# Old Fashioned Top Bar shape



## BerkeyDavid (Jan 29, 2004)

When I went to pick up my new packages, the oldtimer was very interested in the top bar idea. He pulled down an old frame from the wall and showed me what they used to look like, with no foundation. The top bar was a triangle, with no foundation in the frame. He said that was the way they used to do it. Bees just built out their comb from the triangle. It looks like that shape would be a lot easier to mill than the shape I made (see pics at http://photos.yahoo.com/dn4911) I know some of you are gluing in strips of wood. Just wondered if any of you pros had seen or were aware of the old fashioned frames like that. I might just try some for replacement bars and see how they do.


----------



## Michael Bush (Aug 2, 2002)

>When I went to pick up my new packages, the oldtimer was very interested in the top bar idea. He pulled down an old frame from the wall and showed me what they used to look like, with no foundation. The top bar was a triangle, with no foundation in the frame. 

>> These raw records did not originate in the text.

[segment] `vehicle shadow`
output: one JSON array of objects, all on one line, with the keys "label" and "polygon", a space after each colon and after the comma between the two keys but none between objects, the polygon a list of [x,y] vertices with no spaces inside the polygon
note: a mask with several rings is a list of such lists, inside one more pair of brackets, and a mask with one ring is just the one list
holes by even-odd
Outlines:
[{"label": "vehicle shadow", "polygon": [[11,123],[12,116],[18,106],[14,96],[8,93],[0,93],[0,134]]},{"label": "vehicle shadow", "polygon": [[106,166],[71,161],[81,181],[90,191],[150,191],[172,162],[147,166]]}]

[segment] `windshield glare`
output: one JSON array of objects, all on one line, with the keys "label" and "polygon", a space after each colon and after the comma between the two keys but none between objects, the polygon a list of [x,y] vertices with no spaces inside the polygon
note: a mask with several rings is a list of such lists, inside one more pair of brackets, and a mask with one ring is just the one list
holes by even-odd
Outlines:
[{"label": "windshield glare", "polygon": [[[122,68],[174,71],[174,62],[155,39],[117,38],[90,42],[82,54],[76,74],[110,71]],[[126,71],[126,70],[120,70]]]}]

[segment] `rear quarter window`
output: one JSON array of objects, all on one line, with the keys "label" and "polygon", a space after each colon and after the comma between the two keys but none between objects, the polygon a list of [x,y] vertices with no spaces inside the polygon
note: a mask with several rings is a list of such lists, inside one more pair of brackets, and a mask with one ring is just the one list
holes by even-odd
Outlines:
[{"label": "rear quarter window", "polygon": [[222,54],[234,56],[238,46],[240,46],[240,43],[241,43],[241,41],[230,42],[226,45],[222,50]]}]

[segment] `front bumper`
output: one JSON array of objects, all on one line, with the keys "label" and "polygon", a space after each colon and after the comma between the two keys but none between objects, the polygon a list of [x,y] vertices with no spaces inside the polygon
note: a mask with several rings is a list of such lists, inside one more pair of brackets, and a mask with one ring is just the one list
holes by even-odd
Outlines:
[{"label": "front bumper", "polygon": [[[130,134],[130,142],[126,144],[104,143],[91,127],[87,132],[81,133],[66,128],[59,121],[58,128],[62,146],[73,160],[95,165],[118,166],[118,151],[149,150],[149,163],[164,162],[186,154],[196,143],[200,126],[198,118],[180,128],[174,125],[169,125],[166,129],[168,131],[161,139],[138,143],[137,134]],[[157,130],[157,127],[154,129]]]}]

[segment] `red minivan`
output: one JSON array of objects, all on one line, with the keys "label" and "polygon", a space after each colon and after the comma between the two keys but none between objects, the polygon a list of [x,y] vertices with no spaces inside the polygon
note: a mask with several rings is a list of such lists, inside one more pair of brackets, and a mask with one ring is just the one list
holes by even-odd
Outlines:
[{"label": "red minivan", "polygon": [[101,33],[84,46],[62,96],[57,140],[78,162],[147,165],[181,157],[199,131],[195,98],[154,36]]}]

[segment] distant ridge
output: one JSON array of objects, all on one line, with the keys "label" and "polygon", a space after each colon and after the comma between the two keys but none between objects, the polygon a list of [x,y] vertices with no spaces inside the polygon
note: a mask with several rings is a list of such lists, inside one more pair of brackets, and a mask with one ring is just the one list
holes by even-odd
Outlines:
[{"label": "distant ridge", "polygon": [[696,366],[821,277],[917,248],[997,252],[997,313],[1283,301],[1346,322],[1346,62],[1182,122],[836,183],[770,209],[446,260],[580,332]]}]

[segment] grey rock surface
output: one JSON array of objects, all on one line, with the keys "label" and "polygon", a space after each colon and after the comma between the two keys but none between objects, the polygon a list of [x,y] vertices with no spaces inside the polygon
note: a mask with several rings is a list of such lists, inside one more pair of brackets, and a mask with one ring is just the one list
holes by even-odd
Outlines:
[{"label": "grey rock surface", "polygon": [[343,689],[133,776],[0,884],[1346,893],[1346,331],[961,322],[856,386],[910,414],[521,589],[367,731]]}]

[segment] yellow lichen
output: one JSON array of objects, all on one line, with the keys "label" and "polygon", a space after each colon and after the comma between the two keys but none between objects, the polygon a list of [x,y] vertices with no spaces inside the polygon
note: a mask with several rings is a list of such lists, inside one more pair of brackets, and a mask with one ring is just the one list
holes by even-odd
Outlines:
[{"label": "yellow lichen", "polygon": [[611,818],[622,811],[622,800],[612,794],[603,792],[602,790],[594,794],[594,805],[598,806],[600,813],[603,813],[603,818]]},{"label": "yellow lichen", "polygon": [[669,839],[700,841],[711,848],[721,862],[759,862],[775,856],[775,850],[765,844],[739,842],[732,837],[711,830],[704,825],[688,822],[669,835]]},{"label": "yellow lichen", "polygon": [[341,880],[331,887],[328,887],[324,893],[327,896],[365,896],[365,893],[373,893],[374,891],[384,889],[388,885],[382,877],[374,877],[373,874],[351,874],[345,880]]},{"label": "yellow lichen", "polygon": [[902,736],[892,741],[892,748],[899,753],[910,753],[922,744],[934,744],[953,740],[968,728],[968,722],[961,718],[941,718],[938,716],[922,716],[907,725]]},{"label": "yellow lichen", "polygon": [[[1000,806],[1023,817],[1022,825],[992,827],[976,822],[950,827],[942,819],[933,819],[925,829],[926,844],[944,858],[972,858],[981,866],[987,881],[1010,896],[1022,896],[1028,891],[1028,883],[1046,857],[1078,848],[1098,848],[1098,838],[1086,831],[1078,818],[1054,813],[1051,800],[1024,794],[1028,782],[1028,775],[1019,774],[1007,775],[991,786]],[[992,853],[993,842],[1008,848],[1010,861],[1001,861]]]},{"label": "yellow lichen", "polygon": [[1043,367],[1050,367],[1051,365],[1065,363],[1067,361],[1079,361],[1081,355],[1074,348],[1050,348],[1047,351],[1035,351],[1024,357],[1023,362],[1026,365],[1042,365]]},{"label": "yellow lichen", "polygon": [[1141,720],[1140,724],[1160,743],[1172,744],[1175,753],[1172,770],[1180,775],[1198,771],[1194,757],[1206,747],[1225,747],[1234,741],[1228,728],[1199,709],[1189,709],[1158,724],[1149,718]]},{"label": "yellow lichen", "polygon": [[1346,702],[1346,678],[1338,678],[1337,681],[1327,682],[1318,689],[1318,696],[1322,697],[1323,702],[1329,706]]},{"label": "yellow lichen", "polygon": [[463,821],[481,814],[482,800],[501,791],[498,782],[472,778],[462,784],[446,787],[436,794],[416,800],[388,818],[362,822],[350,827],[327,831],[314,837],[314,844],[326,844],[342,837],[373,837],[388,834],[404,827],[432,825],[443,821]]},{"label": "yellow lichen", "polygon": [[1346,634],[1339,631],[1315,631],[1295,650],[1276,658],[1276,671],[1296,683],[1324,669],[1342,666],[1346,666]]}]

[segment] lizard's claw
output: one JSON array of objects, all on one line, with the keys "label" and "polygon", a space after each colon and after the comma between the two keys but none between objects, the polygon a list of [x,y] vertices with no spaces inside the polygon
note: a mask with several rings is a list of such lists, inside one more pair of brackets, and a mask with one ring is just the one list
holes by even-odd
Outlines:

I'd be curious to know more about the triagle top bar. I've been making them since the 1970's and Charles Martin Simon has a similar design that he is not manufacturing now. You can buy ungrooved tops and bottoms from Walter T. Kelly. Just tell that that's what you want. Then run the top through the table saw at 45 degrees to put the slope on it.
http://www.charlesmartinsimon.com/pictures.htm


----------



## Oxankle (Jan 8, 2004)

Berkey;

Your hives resemble the Hardison design. I made one, l6 inch top bars. My bars look just like yours but I tapered the splines with a block plane, then painted them (splines) with hot beeswax. If the V-bottom bar works as well as the spline it will sure save work in building the TBH. 

I also made one of the hives on the Crowder pattern, with langstroth length frames. This permits me to start a TBH in a langstroth nuc box. 

I also put out a swarm box with langstroth length Top Bars. These can simply be transferred to the Crowder hive. 

When we compare notes this fall we should have a very good idea of the best pattern for the TBH.


----------



## BerkeyDavid (Jan 29, 2004)

The old time "V" bars were tapered more than just to 45 degrees, i would estimate the angles were 60 - 60 - 30. next time I get over towards Clyde I will take my camera and make some measurements.

Yeah it would be easy to rip them, much faster too. 

Once I get a better idea of the best size, it will be good tohave all the hives the same size, at least the top bar, so they can be interchanged.


----------



## BerkeyDavid (Jan 29, 2004)

Michael
thanks for the link to the Charles Martin Simon pictures, yes that is very similar idea, although I do think the older ones have a longer taper, I will try to get more of the history of it.
cheers!
david


----------



## BerkeyDavid (Jan 29, 2004)

More information from Steve at GzBz on the triangular frame: It is an 1890 frame from A.I. Root. I will try to get some pictures next week when I pick up some more supplies in Clyde.


----------



## Michael Bush (Aug 2, 2002)

What does the bottom bar look like? solid and square? Triangular?


----------



## BerkeyDavid (Jan 29, 2004)

Bottom and sides are square.


----------